The idea is that thieves want to confirm that the card actually works before going on a buying spree, so they'll make a small purchase that wouldn't catch the attention of the cardholder. Popular methods include buying gas or making a small donation to charity, so banks have started scrutinizing those transactions.
Of course, it's not a simple matter of buying gas or giving to charity -- if those tasks triggered alerts constantly, no one would do either with a credit card. But Levin points to another possible explanation: Purchases made in a high-crime area are going to be held to a higher standard by the bank.
"It's almost a form of redlining," he says. "If there are certain [neighborhoods] where they've experienced an enormous amount of fraud, then anytime they see a transaction in the neighborhood, it sends an alert."
(Indeed, Erin tells me that one of the gas purchases that triggered an alert took place in a rough part of Detroit, which she visited specifically for the cheap gas.)
People who steal credit cards and credit card numbers usually aren't doing it so they can outfit their home with electronics and appliances. They don't want the actual products they're fraudulently buying; they're just in it to make money. So banks are always on the lookout for purchases of items that can easily be re-sold.
"Anytime a product can be turned around quickly for cash value, those are going to be the items that you would probably assume that, if you were a thief, you would want to get to first," says Karisse Hendrick of the Merchant Risk Council, which helps online merchants cut down on fraud. Levin says electronics are common choices for fraudsters, as are precious metals and jewelry.

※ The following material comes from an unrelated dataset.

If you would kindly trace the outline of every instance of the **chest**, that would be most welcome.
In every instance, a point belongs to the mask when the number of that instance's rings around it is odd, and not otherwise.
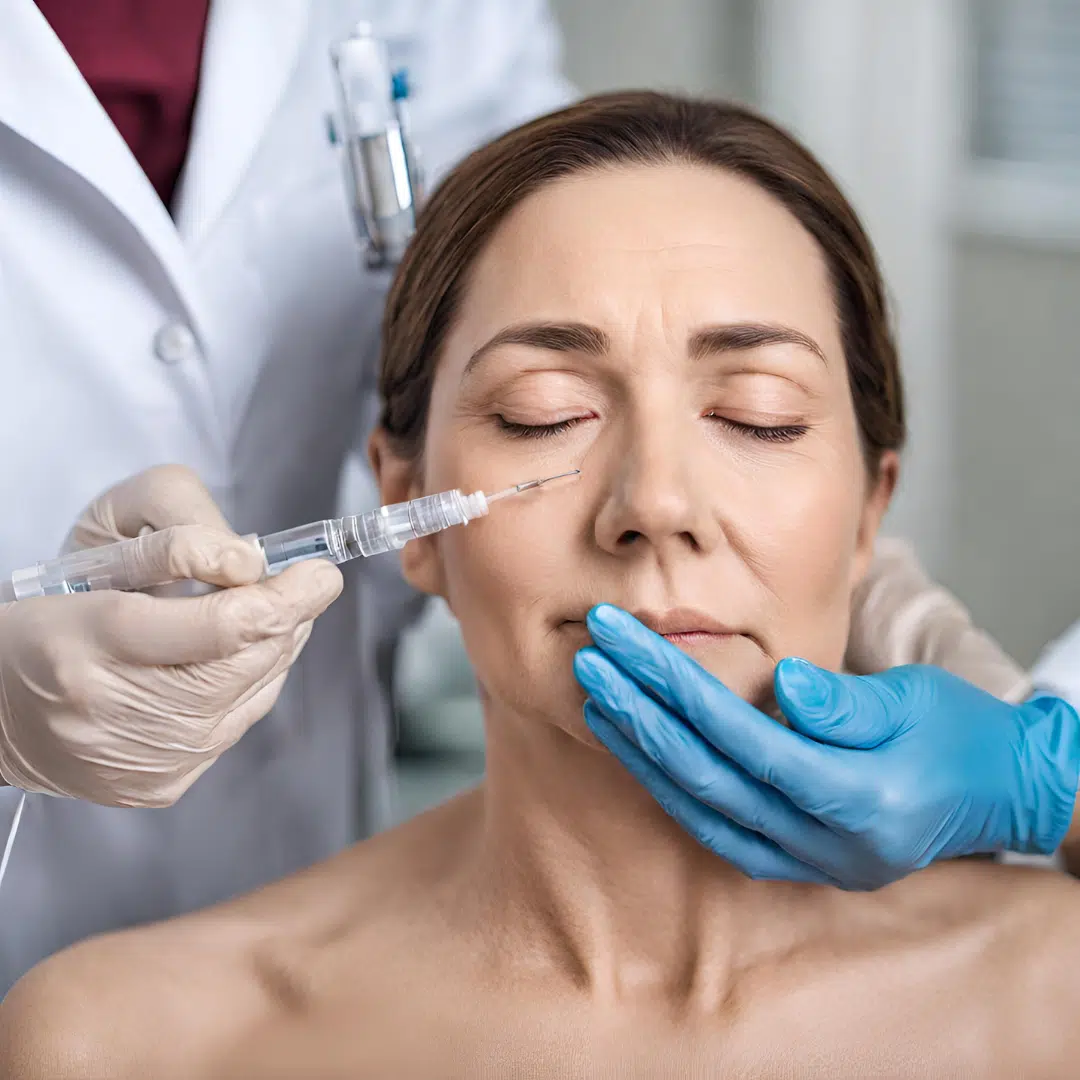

Many thieves don't want to go through the rigmarole of buying laptops and jewelry, then selling them online or at pawnshops. They'd much prefer to just turn your stolen card directly into cold, hard cash.
There are a few ways that they can do that, and all of them will raise red flags at your bank or credit union. Using a credit card to buy a pricey gift card or load a bunch of money on a prepaid debit card is a fast way to attract the suspicions of your credit card issuer. Levin adds that some identity thieves also use stolen or cloned credit cards to buy chips at a casino, which they can then cash out (or, if they're feeling lucky, gamble away).

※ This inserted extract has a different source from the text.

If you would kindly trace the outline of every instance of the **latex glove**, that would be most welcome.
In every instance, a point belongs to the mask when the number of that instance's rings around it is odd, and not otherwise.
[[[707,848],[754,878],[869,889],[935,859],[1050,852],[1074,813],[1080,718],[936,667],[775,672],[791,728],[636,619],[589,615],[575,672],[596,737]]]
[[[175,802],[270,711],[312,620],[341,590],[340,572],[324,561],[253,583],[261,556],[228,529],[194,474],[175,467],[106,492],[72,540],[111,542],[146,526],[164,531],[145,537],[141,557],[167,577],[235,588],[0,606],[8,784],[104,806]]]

When assessing whether a purchase might be fraudulent, banks aren't just looking at what you bought and where you bought it. They're also asking if it's something you usually buy.
"The issuers know the buying patterns of a cardholder," says Hendrick. "They know the typical dollar amount of transaction and the type of purchase they put on a credit card."
Your bank sees a fairly high percentage of your purchases, so it knows if one is out of character for you. A thrifty individual who suddenly drops $500 on designer clothes should expect to get a call -- or have to make one when the bank flags the transaction. If you rarely travel and your card is suddenly used to purchase a flight to Europe, that's going to raise some red flags.
Speaking of Europe, the other big factor in banks' risk equations is whether you're making a purchase in a new area. I bought a computer just days after moving from Boston to New York, and had to confirm to the bank that I was indeed trying to make the purchase. Levin likewise says that making purchases in two different cities over a short period of time raises suspicions.
"I go from New York to California a lot, and invariably someone will call me [from the bank], " he says. Since one person can't go shopping in New York and California at the same time, any time a bank sees multiple purchases in multiple locations in a short period, it's going to be suspicious.